Here is the Residual vs. Fitted Plot for Corn.2.
### Question 4: Discuss the residual vs fitted plot in terms of the linearity assumption.
```{r}
plot(corn.2,1)
```
The plots shows that the assumption of mean error has not been perfectly met in this model. The mean errors are dragged down on two ends of the line, because there is no positive error in polar fitted values and there are a few obvious outliers.
## Lets's try adding in a quadratic term for Rainfall.

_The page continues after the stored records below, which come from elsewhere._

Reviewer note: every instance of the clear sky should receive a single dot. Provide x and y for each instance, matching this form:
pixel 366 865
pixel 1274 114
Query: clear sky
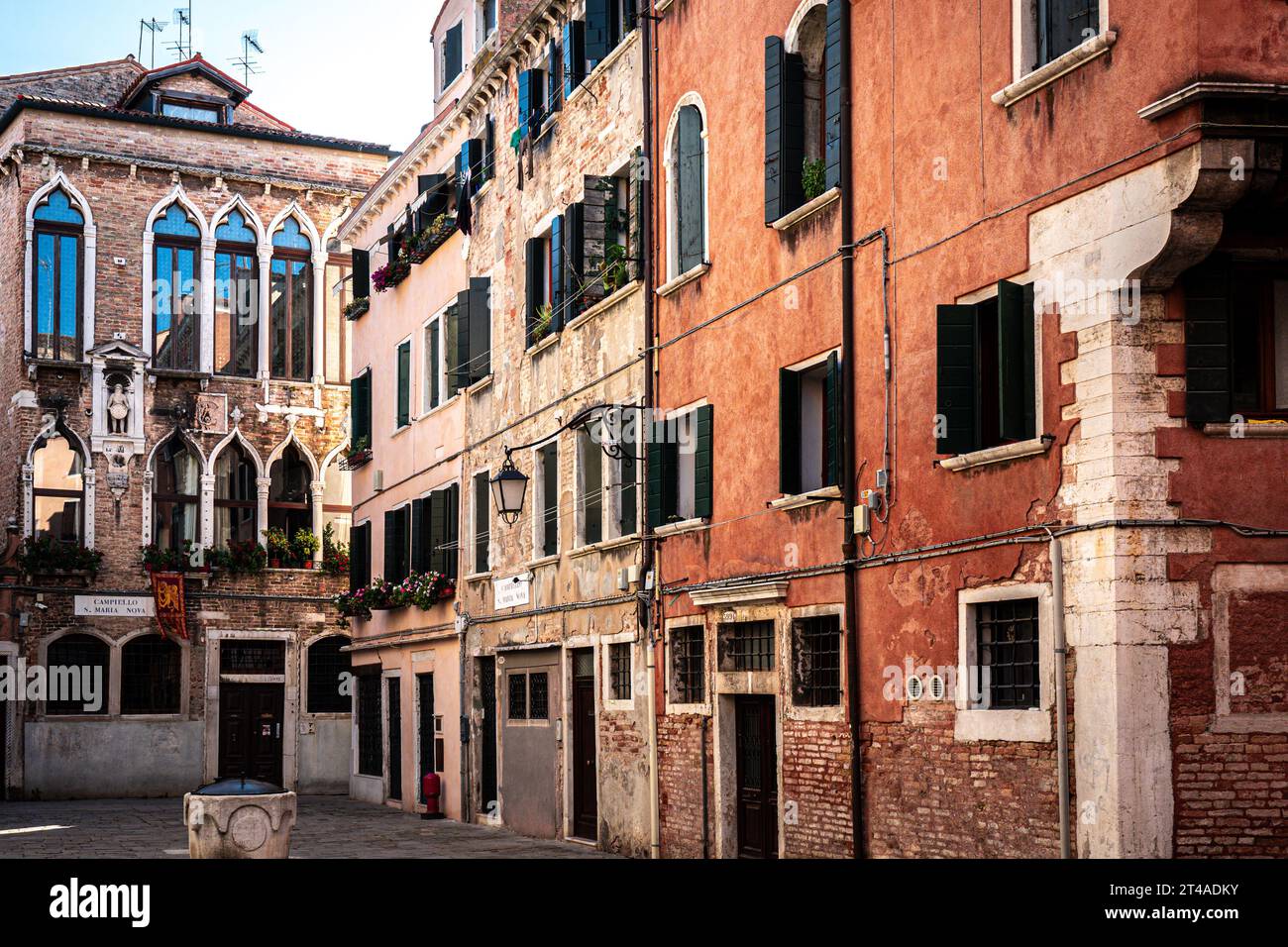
pixel 353 68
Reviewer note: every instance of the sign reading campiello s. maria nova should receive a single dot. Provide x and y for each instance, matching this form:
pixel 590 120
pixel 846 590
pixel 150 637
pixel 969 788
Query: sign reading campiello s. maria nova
pixel 116 605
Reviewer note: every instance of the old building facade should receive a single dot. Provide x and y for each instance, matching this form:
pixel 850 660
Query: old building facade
pixel 178 369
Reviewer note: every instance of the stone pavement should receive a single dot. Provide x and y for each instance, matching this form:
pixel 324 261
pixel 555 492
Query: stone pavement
pixel 326 827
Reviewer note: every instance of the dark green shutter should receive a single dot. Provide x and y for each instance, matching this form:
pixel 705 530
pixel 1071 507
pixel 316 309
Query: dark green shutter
pixel 691 171
pixel 702 462
pixel 785 131
pixel 404 384
pixel 481 328
pixel 832 85
pixel 1209 389
pixel 1016 393
pixel 957 397
pixel 361 273
pixel 789 432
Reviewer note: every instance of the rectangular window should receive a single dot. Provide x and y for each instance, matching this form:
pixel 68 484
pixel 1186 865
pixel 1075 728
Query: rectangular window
pixel 1006 651
pixel 482 521
pixel 816 661
pixel 747 646
pixel 370 725
pixel 809 427
pixel 403 384
pixel 987 393
pixel 619 671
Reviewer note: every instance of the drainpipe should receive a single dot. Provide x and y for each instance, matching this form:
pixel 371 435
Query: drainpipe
pixel 848 459
pixel 651 600
pixel 1061 702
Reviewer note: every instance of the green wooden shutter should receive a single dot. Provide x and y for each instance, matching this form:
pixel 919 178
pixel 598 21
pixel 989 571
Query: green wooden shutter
pixel 403 384
pixel 1209 388
pixel 957 379
pixel 702 463
pixel 691 171
pixel 361 285
pixel 785 131
pixel 833 420
pixel 832 85
pixel 1016 379
pixel 789 432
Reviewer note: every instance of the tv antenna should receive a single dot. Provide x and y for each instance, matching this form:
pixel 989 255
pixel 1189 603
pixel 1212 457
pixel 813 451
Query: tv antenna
pixel 154 26
pixel 181 18
pixel 248 63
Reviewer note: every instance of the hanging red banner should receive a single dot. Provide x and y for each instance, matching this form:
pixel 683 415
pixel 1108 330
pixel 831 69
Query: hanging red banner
pixel 167 594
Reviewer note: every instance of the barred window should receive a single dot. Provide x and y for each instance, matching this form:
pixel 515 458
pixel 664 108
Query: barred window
pixel 150 676
pixel 816 661
pixel 619 671
pixel 327 663
pixel 688 665
pixel 747 646
pixel 1006 651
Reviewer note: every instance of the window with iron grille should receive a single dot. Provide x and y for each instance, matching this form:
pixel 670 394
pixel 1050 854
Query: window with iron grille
pixel 370 750
pixel 747 646
pixel 619 671
pixel 816 661
pixel 80 654
pixel 150 676
pixel 688 665
pixel 326 667
pixel 1006 651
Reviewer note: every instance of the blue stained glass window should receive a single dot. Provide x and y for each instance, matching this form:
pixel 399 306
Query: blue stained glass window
pixel 290 236
pixel 235 230
pixel 175 223
pixel 58 209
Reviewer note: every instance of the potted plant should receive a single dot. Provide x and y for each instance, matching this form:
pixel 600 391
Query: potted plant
pixel 278 547
pixel 304 545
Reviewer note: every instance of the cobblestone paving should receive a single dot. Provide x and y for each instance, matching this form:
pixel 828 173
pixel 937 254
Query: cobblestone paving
pixel 326 827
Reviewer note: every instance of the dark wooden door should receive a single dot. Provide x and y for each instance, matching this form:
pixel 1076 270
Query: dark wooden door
pixel 758 777
pixel 487 753
pixel 394 738
pixel 585 805
pixel 250 731
pixel 425 732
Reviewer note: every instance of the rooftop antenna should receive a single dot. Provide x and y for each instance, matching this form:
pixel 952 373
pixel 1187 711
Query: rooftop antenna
pixel 183 18
pixel 249 65
pixel 153 26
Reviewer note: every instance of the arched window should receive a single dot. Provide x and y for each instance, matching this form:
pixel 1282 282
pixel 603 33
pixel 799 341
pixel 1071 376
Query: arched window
pixel 236 298
pixel 174 292
pixel 290 501
pixel 688 232
pixel 175 493
pixel 291 300
pixel 56 290
pixel 151 676
pixel 58 488
pixel 236 496
pixel 326 667
pixel 80 665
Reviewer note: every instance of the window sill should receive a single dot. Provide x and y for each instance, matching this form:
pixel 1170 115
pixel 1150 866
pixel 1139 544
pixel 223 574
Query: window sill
pixel 806 210
pixel 1000 454
pixel 682 526
pixel 1249 429
pixel 604 304
pixel 683 279
pixel 1016 725
pixel 798 500
pixel 1060 65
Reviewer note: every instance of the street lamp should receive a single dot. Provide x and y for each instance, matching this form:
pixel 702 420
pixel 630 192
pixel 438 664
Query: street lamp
pixel 507 489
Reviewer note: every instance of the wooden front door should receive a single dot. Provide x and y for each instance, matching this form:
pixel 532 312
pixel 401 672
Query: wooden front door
pixel 250 731
pixel 585 805
pixel 758 777
pixel 394 738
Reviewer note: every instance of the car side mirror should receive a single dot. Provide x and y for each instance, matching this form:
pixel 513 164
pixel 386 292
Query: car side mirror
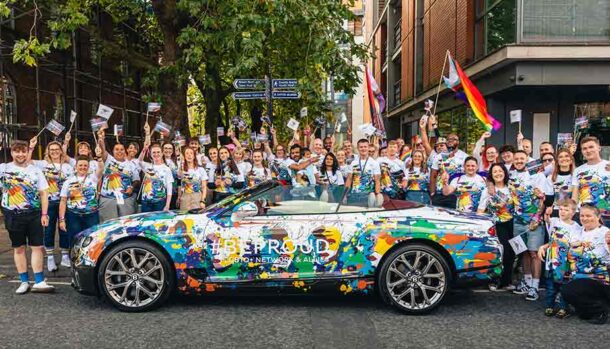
pixel 244 210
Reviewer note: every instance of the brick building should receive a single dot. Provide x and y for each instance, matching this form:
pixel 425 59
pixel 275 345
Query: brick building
pixel 78 78
pixel 549 58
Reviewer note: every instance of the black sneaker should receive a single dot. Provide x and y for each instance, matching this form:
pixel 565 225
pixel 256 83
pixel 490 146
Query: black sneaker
pixel 599 319
pixel 521 288
pixel 532 294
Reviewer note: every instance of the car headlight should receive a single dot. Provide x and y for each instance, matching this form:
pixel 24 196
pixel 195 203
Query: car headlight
pixel 86 241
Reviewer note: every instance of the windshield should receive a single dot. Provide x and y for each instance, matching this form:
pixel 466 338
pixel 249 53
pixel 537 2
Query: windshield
pixel 233 199
pixel 274 199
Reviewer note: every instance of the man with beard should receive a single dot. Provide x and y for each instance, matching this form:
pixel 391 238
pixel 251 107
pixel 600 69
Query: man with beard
pixel 452 163
pixel 25 209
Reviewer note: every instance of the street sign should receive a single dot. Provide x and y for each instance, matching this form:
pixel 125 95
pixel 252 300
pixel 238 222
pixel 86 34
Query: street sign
pixel 249 95
pixel 286 95
pixel 284 83
pixel 242 84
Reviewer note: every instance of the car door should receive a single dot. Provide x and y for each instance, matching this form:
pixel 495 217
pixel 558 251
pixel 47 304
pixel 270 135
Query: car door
pixel 285 237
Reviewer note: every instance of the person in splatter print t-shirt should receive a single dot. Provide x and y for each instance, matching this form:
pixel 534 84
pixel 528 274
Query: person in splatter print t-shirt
pixel 591 181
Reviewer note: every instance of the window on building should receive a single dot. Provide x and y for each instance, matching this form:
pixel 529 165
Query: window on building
pixel 419 47
pixel 94 51
pixel 8 102
pixel 355 26
pixel 495 25
pixel 58 108
pixel 8 108
pixel 9 21
pixel 462 122
pixel 566 20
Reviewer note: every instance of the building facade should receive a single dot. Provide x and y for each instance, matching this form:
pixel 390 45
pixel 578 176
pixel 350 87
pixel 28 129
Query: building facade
pixel 548 58
pixel 79 79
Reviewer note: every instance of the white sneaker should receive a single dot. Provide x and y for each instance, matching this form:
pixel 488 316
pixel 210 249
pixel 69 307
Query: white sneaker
pixel 65 260
pixel 23 288
pixel 43 287
pixel 51 266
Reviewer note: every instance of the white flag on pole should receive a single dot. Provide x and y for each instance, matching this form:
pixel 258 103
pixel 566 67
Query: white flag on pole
pixel 104 111
pixel 515 116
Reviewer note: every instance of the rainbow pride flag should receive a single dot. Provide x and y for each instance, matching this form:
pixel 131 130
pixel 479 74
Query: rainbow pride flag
pixel 474 98
pixel 404 156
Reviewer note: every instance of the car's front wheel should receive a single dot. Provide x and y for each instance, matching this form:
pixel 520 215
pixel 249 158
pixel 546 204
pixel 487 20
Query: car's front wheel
pixel 135 276
pixel 414 279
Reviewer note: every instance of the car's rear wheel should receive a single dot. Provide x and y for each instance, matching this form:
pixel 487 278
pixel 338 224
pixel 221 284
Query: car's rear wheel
pixel 414 278
pixel 135 276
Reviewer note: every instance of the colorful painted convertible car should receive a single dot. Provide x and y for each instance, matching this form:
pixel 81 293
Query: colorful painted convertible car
pixel 276 237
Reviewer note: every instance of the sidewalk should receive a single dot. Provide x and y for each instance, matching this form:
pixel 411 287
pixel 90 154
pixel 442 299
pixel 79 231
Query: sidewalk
pixel 7 265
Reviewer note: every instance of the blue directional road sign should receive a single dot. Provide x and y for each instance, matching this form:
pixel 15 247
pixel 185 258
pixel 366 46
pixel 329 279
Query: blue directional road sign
pixel 284 83
pixel 286 95
pixel 249 95
pixel 242 84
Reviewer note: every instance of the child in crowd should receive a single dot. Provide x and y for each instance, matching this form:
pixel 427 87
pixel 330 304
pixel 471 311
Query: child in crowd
pixel 562 232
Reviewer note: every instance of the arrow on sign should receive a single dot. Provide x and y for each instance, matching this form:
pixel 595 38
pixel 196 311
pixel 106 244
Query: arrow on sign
pixel 286 95
pixel 248 83
pixel 284 83
pixel 249 95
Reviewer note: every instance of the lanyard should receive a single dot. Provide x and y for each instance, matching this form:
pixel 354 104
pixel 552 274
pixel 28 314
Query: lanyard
pixel 360 165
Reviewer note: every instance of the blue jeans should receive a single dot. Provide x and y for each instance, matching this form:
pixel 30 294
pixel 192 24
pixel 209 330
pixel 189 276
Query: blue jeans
pixel 552 290
pixel 49 230
pixel 75 223
pixel 418 196
pixel 149 206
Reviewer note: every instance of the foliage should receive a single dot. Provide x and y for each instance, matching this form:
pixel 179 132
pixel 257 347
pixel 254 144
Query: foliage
pixel 210 43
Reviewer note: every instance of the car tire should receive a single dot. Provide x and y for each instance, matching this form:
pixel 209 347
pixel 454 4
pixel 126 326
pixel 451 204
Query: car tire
pixel 135 286
pixel 414 290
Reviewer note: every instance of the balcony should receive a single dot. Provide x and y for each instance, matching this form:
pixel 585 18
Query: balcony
pixel 502 22
pixel 397 35
pixel 396 94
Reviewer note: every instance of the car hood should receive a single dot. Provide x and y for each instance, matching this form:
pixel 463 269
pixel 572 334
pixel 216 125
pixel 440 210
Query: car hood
pixel 138 224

I'm adding the quadratic by adding I(Rainfall^2) to the equation.
### Question 5: What does the negative quadratic mean conceptually in this model?
It means that the influence of rainfall is depend on the year more rather on its own.
```{r}
corn.3<-lm(Yield~Rainfall + I(Rainfall^2) + Year, data=ex0915)
summary(corn.3)
```
Let's make a residual vs. fitted plot.
### Question 6: Discuss the residual vs. fitted plot in terms of the zero conditional mean [E(u|x1, x2, xj)=0] assumption
```{r}
plot(corn.3,1)
```
Under the assumption of E(u|x1, x2, xj)=0, we expect that the red line in the residuals vs fitted plot is parallel to the x-axis.
## What if we included an interaction of Rainfall and Year?
## Question 7: What might that the interaction mean conceptually?
```{r}
corn.4<-lm(Yield~Rainfall + I(Rainfall*Year) + Year, data=ex0915)
summary(corn.4)
```
```{r}
plot(corn.4,1)
```
the intersection of rainfall and yield is statistically significant (and even if it is not statistically signifiant, if it make conceptial sense, )
The effect of rainfall in one year on yield depends on the level of rainfall in the other year.
### Here is a final model with a quadratic and an interaction.
quadratic: rainfall^2
```{r}
corn.5<-lm(Yield~Rainfall +I(Rainfall^2) + I(Rainfall*Year) + Year, data=ex0915)
summary(corn.5)
```
```{r}
plot(corn.5, 1)
```
## Question 8: Which model explains the most variation in corn yield? Which model meets the assumption of the zero conditional mean of error term most closely?
1. does it conceptially make sense
2. residual vs fitted plot
3. homo
4. compare adjusted R^2 (select the one with higher adjusted R^2)
### Please knit and upload to Discussions.